On the subject of getting along with others. It’s sometimes easier to get along with complete strangers, and that was the case. I would think long and hard before doing something like this with people I knew. Decision by committee never works and leaves everyone wound up. So in that context it’s better to have that element taken away and someone tell you where you are going today.
Having said that I absolutely recognise Chris’s statement “A draw back of traveling with a group is that it's too easy to stay within your enclave and not interact on the ground - buy food, sit in cafes and when a stranger talks to you in the street listen to what he has to say.” And that is the single regret.
Other than that it was a brilliant life experience for the children.
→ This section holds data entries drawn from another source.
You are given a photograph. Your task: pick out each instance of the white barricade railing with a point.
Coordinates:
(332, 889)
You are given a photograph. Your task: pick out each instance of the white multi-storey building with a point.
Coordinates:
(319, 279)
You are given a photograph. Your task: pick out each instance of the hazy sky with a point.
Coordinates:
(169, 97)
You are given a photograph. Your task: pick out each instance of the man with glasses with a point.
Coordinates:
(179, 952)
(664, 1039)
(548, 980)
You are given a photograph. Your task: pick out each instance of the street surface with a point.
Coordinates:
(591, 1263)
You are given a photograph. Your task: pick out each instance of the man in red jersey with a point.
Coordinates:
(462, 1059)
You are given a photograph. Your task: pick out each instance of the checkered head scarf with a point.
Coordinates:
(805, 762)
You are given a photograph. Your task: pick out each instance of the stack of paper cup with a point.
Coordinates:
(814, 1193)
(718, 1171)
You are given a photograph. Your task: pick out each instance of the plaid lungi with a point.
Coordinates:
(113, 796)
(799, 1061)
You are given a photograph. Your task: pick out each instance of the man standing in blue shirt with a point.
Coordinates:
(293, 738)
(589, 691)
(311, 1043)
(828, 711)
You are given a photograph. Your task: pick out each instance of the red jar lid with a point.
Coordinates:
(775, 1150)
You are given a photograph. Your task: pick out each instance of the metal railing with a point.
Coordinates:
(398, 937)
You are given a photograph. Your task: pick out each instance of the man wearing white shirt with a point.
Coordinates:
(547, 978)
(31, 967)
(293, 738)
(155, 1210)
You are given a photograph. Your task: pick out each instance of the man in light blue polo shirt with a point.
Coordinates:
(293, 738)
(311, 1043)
A simple example being on our return from our more recent trip my 18yr old son sorted himself out and travelled solo through Asia, doing loads of climbing plus other stuff we probably don’t need to know about
Part of the deal of me going with my son’s this year is that I must take my 2 daughters and wife back next year (it’s NZ this year), oh dear
I guess my post was just trying to say what you and Chris have intimated, “everyone is different, that’s why we travel and what makes the world so great.”
I know there are some who loiter around this site (I speak to a few) but maybe feel a little intimidated by the ability of some posters to complete pretty extreme adventures. But that’s not for everyone and even if it is there’s no harm in a few “trial runs” before the biggy.
PS I know I’m pushing reality when I call it Overland Travel, it was a holiday, but humour me OK
I prefer to travel on my own or,with my wife and meet people spontaneously on the way.
When I have travelled with a group,either formally egragoman type thing or informally as with 2/3 vehicles of friends, I have found that social interaction(of which I am too fond...hic!)tends to replace the feeling of freedom that independant travel gives.Especially around the evening camp.
There is nothing like camping in the Oz outback or,say Omani deserts on your own to feel that you have escaped and are doing something different.Time spent in the desert on your own or with close family only is for me the creme de la creme.
I am almost a disciple of the Tom Shepperd school of travel but I must admit its hard on the hands.
Location: Leicestershire,UK, or in my Iveco Daily 4x4
My 1st overland experience was on the back of an orange bedford mj run by africa explored (aka africa ignored) , convinced me I liked doing this , just not this way, so I got back to the UK and bought a landrover 101 (which also became orange.....) ,
its about getting the experience and i agree with others , there is a world of difference between companies who run guided overland trips
My 1st 'independant' trip relied on much advice from friends, this website and others we met on the road, we were just guided in different ways, get out there and do it, i doesn't really matter how, there are limitations however you travel. My choice is to go independantly but thats my choice which may not be suitable for all
My first trip was with 3 other Land rovers off our own bat. Another friend had been on a escorted trip previously so we picked his brains, we also bought kit off several other firms which organise trips as well as selling equipment and they were very happy to chat and provide a lot of assistance. There were 9 of us in the group including 2 two young teenagers and we had a fantastic trip round Morrocco. Cant wait to do more but unfortunately finances wont permit at the moment.